Como a mudança nas estruturas de poder está longe de acontecer, as mulheres que denunciam o assédio acabam sendo revitimizadas, conforme relatou Natalia Lisboa, pró-reitora de Assuntos Comunitários e Estudantis da Universidade Federal de Ouro Preto. “O fogo segue queimando quem está denunciando”, lamentou ela, completando que a universidade é o segundo lugar onde ocorrem mais assédios, só perdendo para as bases militares.

Ela afirmou que, para lidar com as denúncias de assédio, a Ufop já conta com a Ouvidoria, que aplica punições efetivas contra os agressores. E essa conquista só foi possível, em parte, porque a instituição tem uma reitora mulher, em seu segundo mandato. Outro avanço citado foi a proibição de trotes desde 2017.
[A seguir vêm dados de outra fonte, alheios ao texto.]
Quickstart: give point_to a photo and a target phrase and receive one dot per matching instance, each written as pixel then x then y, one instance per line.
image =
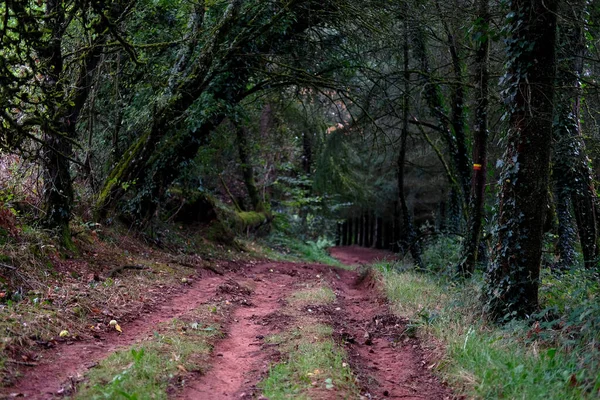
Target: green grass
pixel 286 248
pixel 147 370
pixel 313 363
pixel 487 361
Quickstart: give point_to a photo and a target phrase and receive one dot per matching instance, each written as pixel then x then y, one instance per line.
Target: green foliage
pixel 442 254
pixel 145 372
pixel 311 251
pixel 551 356
pixel 312 360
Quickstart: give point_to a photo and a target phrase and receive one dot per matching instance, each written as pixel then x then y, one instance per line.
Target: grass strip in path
pixel 160 364
pixel 482 360
pixel 312 364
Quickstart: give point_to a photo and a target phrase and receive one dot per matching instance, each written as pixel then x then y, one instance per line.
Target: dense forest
pixel 396 125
“Sempre falamos com as mulheres que nos procuram para denunciar: ‘Você não é louca nem burra e nem está exagerando’; o direito tem que ser praticado numa perspectiva contra hegemônica”, contou Natalia Lisboa.

Investidas sexuais

Cláudia Mayorga citou casos de professores que prometem bolsas de pesquisa e extensão em troca de relações sexuais com alunas (Foto: Sarah Torres)

Cláudia Mayorga, pró-reitora de Extensão da UFMG, apresentou situações em que esse assédio fica evidente. Há casos de professores que prometem bolsas de pesquisa e extensão em troca de relações sexuais e punem alunas que não atendem a investidas sexuais deles. No caso de professoras, muitas, quando começam a subir nas carreiras, são boicotadas por colegas homens e acabam prejudicadas. Já em relação a estudantes, há veteranos que se aproveitam das calouras.

Para conter os desvios, a UFMG publicou em 2016 uma resolução sobre direitos humanos, em que tipifica as várias formas de violações, como violência psicológica, assédio sexual, racismo e outras. Também na universidade, foi proibido o trote há alguns anos. Na opinião da professora, é importante que essas normas façam parte da vida cotidiana e para isso, é importante criar comissões de acompanhamento, que pensem em ações educativas, além das punitivas.

Estupros

Pesquisadora sobre gênero, a professora da Unimontes Carla Ramalho lembrou que em 2022, foram registrados 822 mil estupros. Entre os casos computados está o de um professor de história dessa universidade que assediava alunas e é acusado de estupro de várias delas. Na avaliação de Carla, essa situação se repete porque há um excesso de poder masculino que vem garantindo ao agressor a “certeza da impunidade”.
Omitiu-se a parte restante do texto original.